“…я прожил жизнь”. Письма. 1920–1950 гг. - стр. 10
Эксперимент с автобиографической реальностью и эпистолярием, представленный романом В. Шкловского “Zоо. Письма не о любви, или Третья Элоиза” (1923), вписывается в корпус металитературной постсимволистской прозы, самокритично описывающей литературное производство. Манипуляцией с жанровыми элементами эпистолярного романа достигается эффект обнажения условности приема эпистолярия. Получилось, по авторской иронической самохарактеристике, данной в предисловии, “что-то вроде романа в письмах”[18]. “Третья Элоиза” оказывается прежде всего самосознанием литературы, достигшей своего тупика и переживающей глобальный кризис как ее родовых и жанровых институций, к которым относится эпистолярий, так и их имитантов. Как заметил один из исследователей экспериментального романа Шкловского, “авторская сверхпозиция, расположенная в метадискурсе, внутренне не изоморфна” ни одному из содержащихся в тексте автокомментариев и в “компетенцию текста не входит разрешение противоречий, возникающих в процессе интерпретации”[19]. На фабульном уровне у “книги о непонимании” есть финал. Это замена любовного диалога диалогом с социальными институциями: последнее письмо адресовано не Але, превратившейся в литературу-прошлое (“Аля – это реализованная метафора”), а во ВЦИК СССР (игровой прием самой истории: “Условность той игры с реальностью, в которую традиционно вступает роман в письмах”[20]). Демонстрируя финалом романа следующий культурный период литературы (лефовское жизнестроение, социальный заказ и теорию факта), Шкловский оставляет поля противоречий, не снятых подобным фабульным завершением “Третьей Элоизы”. Одним из таких обрушений формалистско-лефовского здания выступает “документ” – последнее Алино послание:
“Ты говоришь, что знаешь, как сделан «Дон Кихот», но любовного письма ты сделать не можешь.
И ты всё злеешь и злеешь.
А когда пишешь любовно, то захлебываешься в лирике и пускаешь пузыри… <…>
Любовных писем не пишут для своего удовольствия, как настоящий любовник не о себе думает в любви”[21].
Это одно из неснятых противоречий повествования – вопрос без ответа – в наибольшей степени коррелирует с формалистской литературно-теоретической установкой на преодоление символистского философско-эстетического канона. Особенно ярко это противоречие проявится в отношениях формалистов к “литературной личности” Есенина. Доказывая, что Есенин – почти эпигон Блока, Тынянов в статье “Промежуток” (1924) не скрывал, что формальная слабость Есенина проистекает от его силы: “Силен он был эмоциональным тоном своей лирики”. И здесь же: “Читатель относится к его стихам как к документам, как к письму, полученному по почте от Есенина”[22] (курсив наш. – Н. К.). В 1926-м Эйхенбаум говорит о последовательном автобиографизме Есенина: главной темой его “лирического дневника” и “переписки” с читателем оставалась “его собственная судьба, его собственная личность”, “последняя исповедь”: “Нам исповедовался человек, который чувствовал себя уже только собственной лирической темой”[23].

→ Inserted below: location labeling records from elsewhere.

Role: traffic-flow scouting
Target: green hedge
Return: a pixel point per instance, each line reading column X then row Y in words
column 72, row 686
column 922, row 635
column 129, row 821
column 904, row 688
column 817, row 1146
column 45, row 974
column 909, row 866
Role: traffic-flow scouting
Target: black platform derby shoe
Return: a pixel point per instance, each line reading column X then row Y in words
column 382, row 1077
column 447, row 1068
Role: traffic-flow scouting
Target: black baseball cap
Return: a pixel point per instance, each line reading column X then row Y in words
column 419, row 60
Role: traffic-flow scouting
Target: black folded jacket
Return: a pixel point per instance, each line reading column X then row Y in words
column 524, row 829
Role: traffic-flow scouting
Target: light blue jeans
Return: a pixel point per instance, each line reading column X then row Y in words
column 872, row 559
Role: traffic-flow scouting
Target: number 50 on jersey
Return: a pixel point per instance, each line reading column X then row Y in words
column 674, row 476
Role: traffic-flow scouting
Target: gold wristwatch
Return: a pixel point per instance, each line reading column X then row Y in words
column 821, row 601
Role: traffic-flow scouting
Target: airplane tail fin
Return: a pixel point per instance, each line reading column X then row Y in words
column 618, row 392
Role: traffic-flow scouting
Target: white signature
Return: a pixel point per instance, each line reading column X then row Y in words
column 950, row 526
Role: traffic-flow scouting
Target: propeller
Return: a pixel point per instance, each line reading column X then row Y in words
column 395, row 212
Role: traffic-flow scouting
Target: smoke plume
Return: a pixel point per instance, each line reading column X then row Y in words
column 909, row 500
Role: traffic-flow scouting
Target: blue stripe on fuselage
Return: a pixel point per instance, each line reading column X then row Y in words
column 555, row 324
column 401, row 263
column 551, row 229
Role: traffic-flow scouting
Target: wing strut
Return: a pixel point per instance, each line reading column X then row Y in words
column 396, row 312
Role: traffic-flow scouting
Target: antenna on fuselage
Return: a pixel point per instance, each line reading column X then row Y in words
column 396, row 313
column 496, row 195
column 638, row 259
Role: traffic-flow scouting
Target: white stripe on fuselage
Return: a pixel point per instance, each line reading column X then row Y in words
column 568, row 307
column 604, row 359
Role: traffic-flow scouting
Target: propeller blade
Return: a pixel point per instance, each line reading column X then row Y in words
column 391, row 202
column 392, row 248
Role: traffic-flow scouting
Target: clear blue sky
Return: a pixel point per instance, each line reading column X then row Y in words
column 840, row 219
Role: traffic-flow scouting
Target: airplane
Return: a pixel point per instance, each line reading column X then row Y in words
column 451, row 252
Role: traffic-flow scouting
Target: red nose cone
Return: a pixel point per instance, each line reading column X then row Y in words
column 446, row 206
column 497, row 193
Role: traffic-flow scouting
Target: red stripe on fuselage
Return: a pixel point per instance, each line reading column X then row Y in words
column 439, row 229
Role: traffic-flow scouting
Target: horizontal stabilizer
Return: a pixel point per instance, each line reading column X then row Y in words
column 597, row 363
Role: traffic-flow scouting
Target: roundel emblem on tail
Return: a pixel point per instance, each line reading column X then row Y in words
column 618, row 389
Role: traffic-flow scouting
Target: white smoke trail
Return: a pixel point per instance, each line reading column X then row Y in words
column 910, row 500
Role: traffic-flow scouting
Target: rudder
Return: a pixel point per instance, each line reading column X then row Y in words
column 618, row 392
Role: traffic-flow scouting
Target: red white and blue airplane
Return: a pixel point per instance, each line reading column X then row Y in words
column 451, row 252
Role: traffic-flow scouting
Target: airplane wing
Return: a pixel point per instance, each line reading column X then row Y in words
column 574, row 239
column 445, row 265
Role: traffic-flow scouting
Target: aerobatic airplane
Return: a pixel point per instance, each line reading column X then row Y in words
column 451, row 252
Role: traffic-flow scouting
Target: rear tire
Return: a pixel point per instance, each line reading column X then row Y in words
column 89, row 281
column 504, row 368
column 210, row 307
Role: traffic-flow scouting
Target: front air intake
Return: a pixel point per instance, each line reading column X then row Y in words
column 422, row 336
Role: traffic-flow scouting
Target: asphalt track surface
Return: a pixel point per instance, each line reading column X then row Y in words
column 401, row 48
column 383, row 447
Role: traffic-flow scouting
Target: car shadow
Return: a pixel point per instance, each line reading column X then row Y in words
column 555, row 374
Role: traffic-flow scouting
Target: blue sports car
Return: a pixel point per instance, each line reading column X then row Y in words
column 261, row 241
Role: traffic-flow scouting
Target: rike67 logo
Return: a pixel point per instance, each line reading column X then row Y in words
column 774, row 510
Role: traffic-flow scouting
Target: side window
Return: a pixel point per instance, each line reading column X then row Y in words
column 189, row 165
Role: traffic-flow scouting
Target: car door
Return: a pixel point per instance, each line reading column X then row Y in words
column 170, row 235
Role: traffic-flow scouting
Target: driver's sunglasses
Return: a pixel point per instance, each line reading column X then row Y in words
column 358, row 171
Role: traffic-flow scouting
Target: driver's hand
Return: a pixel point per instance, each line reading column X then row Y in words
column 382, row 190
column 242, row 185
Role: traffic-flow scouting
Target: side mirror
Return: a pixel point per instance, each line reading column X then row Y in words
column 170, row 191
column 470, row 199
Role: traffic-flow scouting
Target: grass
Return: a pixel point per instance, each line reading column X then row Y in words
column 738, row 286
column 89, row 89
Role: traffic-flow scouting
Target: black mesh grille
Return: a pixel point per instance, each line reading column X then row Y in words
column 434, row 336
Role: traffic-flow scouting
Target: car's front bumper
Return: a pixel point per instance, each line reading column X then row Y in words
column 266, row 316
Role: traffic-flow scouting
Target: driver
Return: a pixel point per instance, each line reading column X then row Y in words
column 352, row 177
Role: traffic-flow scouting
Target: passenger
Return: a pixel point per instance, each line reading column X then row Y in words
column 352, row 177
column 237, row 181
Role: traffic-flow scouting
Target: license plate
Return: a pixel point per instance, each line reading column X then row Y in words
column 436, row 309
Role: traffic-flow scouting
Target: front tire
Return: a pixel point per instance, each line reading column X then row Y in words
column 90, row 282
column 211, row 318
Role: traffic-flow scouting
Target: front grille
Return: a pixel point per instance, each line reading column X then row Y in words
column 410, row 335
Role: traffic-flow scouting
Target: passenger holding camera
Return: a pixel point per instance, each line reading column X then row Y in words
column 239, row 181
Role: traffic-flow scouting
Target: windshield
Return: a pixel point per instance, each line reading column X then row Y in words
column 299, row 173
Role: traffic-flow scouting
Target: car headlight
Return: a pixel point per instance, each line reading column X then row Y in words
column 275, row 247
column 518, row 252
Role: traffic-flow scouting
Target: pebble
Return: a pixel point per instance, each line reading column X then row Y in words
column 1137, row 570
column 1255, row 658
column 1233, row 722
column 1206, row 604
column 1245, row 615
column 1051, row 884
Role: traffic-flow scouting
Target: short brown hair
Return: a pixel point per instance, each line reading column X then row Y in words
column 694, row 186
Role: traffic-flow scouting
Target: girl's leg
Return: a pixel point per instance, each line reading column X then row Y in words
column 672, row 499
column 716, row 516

Платонов входит во всесоюзную литературную жизнь в 1926-м – есенинском – году. Год после самоубийства Есенина проходит в литературе под знаком его автобиографической лирики, а главным жанром, в котором поэты самых разных направлений объясняются равно с Есениным и с собственной биографией, становится лирическое послание. Никогда более, как в этом году, не было написано в русской литературе столько исповедальных писем – матери, женщине, другу. Есенинский лирический эпистолярий, особенно ставшее лирическим каноном знаменитое “Письмо матери”, разворачивает и обнажает метафизические бездны и пустоты новой лирики и ее творцов. Несмотря на все усилия власти и литературно-критической общественности, реальная русская литература переваливала во вторую половину десятилетия все так же не преодолевшей наследие символизма с его глубинным религиозным переживанием тайны жизни и творчества.